Quote from: VB-Milling on October 11, 2021, 09:29:17 PMMy son is going to be 12 this week and, despite my best efforts, wouldn't know a day's work if it came out of his phone screened and slapped him.

Im trying so hard to keep gadgets out of my kids hands and this is why.  Boy is a worker but daughter is quite lazy. 
Were you around enfield area?  Lots of tobacco up there. 
Praise The Lord

VB-Milling

Quote from: mike_belben on October 12, 2021, 02:54:47 PM
Quote from: VB-Milling on October 11, 2021, 09:29:17 PMMy son is going to be 12 this week and, despite my best efforts, wouldn't know a day's work if it came out of his phone screened and slapped him.

Im trying so hard to keep gadgets out of my kids hands and this is why.  Boy is a worker but daughter is quite lazy.
Were you around enfield area?  Lots of tobacco up there.
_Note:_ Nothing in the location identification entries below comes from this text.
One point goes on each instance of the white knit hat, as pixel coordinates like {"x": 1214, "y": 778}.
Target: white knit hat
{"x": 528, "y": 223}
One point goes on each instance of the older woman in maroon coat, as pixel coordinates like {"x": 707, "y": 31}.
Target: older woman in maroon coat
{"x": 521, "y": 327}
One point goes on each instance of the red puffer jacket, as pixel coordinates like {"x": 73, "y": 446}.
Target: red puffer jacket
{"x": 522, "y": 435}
Close Mike!  But no cigar  :D :D :D

West Suffield
HM126

VB-Milling

Quote from: WDH on October 12, 2021, 09:16:40 AM
Some of the guys would come after the weekend with yellow stained hands after "working tobacco".  

Ah yes.  Took a few showers and hand washings to get that off.  No one ever wore gloves come to think of it.  Nowadays, people wear gloves to put the 2ft x 2ft piece of plywood from the Home Depot cart into their Prius. 
HM126

mike_belben

Quote from: VB-Milling on October 12, 2021, 03:09:55 PM
Close Mike!  But no cigar  :D :D :D

West Suffield
we're the same age, and i was raised in ludlow. ive snuck around DOT on 187 and 202 many times.